24 juillet 2014 ~ 0 Commentaire

André Torre | La réforme des régions. Une chance pour le développement territorial ?

La réforme territoriale en cours, initiée ces dernières semaines par la Présidence de la République, a fait couler beaucoup d’encre et déchaine les énergies des politiques, à défaut de passionner les foules (voir les sondages qui indiquent un relatif désintérêt des français pour les manœuvres actuelles, ainsi que leur prédilection pour des institutions de proximité[1]). Si elle nous interroge sur les processus en cours et leur légitimité en termes de redécoupage, elle n’offre que peu de doute sur l’implication réelle des populations. Pourrait-elle constituer une opportunité pour l’invention de nouveaux modes de développement des territoires, loin des processus de spatialisation des politiques publiques au niveau régional ?

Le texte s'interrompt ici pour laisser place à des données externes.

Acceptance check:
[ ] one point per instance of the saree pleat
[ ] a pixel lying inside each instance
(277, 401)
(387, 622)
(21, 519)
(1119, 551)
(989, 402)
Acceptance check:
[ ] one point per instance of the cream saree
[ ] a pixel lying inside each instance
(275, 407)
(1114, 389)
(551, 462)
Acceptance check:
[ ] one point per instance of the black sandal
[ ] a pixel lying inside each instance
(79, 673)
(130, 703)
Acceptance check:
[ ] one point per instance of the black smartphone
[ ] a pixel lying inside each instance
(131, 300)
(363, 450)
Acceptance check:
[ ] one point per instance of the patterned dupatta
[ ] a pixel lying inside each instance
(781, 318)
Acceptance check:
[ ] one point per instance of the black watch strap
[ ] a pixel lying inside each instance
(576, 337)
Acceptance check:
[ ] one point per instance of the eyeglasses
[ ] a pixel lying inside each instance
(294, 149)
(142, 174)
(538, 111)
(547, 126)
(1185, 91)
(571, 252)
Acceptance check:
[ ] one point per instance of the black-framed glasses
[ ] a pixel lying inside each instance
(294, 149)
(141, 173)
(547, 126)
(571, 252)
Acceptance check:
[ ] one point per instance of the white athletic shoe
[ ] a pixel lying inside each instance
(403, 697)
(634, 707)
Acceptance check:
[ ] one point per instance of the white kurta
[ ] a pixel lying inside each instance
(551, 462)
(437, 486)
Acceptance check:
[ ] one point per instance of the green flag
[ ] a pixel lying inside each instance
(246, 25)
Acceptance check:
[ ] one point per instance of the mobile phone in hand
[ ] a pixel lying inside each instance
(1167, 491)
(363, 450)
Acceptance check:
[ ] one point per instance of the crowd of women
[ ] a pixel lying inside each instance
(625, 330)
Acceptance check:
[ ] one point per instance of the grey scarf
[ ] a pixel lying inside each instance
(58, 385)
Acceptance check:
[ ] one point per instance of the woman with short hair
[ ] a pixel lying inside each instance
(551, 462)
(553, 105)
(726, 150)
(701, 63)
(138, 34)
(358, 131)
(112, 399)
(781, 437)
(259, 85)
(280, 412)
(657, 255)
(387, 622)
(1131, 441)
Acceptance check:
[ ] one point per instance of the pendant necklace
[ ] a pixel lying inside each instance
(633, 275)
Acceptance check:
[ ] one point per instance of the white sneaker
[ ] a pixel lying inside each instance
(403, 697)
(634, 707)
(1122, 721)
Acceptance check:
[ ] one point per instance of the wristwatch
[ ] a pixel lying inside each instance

Démocratie élective et décentralisation en trompe l’œil

Beaucoup d’observateurs ont, dès le lancement du big bang territorial, pointé l’absence de procédure démocratique et de réelle concertation, pour une proposition de réforme souvent présentée comme hâtivement préparée dans les couloirs de l’Elysée. Mais les élus se sont pris au jeu, et du Sénat à l’Assemblée Nationale, en passant par de nombreux Conseils Généraux ou les interventions de différents leaders, c’est un gigantesque jeu de Monopoly qui s’est mis en place, avec la reconfiguration de régions, les échanges et les migrations de territoires, sans compter les recompositions institutionnelles et les tractations politiciennes qui les motivent souvent.

Dans le même temps, les politiques de tout bord ont commenté, parfois de façon enthousiaste, mais le plus souvent avec acrimonie, la ballade géographique des régions, qui suit à grande allure le sentier du mille-pattes territorial décrit par Alain Rallet[2], sans vraiment apporter de solutions à la question lancinante du mille-feuilles, jugé par tous trop indigeste.

Si l’on peut s’irriter ou s’amuser de ces épisodes et de leur succession rapide et parfois contradictoire, il n’en demeure pas moins que c’est le jeu démocratique qui s’est ici mis en place et que les élus de la République ne font après tout que jouer leur rôle, qui est à la fois de décider de l’avenir de la Nation et de délibérer pour élaborer de nouvelles lois. A ce titre, l’organisation décentralisée de l’Etat figure dans leurs prérogatives, et quoi de plus normal pour eux que de s’y pencher, avec un peu de précipitation et dans la plus grande impréparation il est vrai, voire sans grandes connaissances ou informations sur la question à traiter (voir le rejet initial du document technique d’accompagnement du projet de loi, jugé trop léger par la commission du Sénat).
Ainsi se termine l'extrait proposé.